I know I sound whiney, and I'm really trying to suck it up and soldier on, but dammit, I really did not expect to be one of the unemployed. I was always the team player. I always put forth extra effort and went above and beyond my salary to get the job done, and this was how I got rewarded. I know tons of people raise entire families on less than what the Man makes, etc., etc., but I don't want to talk about them. I want to talk about me, want to talk about I, number 1 to paraphrase Toby Keith a bit.
When you get laid off, everyone is all shocked and upset for you, but the longer you go without work, the less they want to talk to you about it. I don't want to be known as the whiner who can't find a job, which is what it sounds like I'm becoming. I just want to know that I'm not alone in feeling this way...that other people have been as hurt and emotionally crushed by losing their job. Misery loves company or at least loves knowing that it hit someone else the exact same way. And that's the part that's been getting to me--the dismissal of my feelings about being YOU.

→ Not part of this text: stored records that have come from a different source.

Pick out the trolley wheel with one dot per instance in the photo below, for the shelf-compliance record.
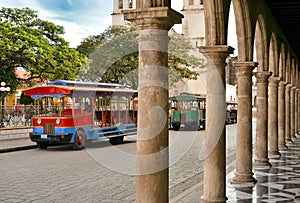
(116, 140)
(79, 140)
(42, 145)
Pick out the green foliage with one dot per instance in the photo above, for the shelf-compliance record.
(114, 57)
(37, 46)
(26, 100)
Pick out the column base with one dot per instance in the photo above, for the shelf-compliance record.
(243, 179)
(283, 147)
(209, 200)
(273, 154)
(288, 141)
(262, 163)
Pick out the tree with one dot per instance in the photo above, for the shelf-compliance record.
(37, 46)
(114, 57)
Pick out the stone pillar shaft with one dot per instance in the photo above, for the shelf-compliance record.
(296, 111)
(273, 117)
(292, 114)
(215, 155)
(288, 114)
(244, 173)
(261, 159)
(281, 116)
(152, 179)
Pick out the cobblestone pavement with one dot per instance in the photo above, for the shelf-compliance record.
(60, 174)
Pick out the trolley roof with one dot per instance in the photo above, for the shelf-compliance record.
(63, 88)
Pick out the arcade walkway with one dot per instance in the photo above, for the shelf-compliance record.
(280, 183)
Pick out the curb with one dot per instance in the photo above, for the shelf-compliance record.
(13, 149)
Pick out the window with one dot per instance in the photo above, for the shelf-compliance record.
(130, 3)
(120, 4)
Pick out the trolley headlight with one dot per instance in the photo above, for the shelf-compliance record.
(39, 121)
(58, 121)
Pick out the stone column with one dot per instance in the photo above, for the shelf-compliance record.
(281, 116)
(261, 158)
(299, 113)
(296, 111)
(214, 189)
(243, 174)
(288, 114)
(273, 118)
(292, 114)
(152, 179)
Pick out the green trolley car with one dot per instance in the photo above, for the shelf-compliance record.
(187, 112)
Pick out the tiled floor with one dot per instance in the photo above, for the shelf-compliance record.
(280, 183)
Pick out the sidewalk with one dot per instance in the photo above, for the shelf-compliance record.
(16, 144)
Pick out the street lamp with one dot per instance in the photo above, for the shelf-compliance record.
(3, 88)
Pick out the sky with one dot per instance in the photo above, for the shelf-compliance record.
(82, 18)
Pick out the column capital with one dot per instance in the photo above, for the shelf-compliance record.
(274, 80)
(282, 83)
(153, 18)
(217, 54)
(262, 76)
(288, 86)
(293, 88)
(244, 68)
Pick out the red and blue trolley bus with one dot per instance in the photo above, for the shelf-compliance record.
(79, 112)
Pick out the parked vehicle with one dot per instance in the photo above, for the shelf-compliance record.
(80, 112)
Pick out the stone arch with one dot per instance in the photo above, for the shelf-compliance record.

Okay, whining off. I really hate it when I do that, because I can never do it properly. Part of me always pipes up and says "you look and sound really ridiculous, so how about knocking it off." My inner demon offers "cheese with that Whine" when he's had enough.
The upside is that every single person (with the exception of My Mother of course!) has been excited about my decision to go back to school and become a personal chef. So, I here I am, filling out the Stafford Promissary note and wondering if I can get any money at all. Maybe I should go see the new "Fun With Dick & Jane" movie to get pointers for financing my education?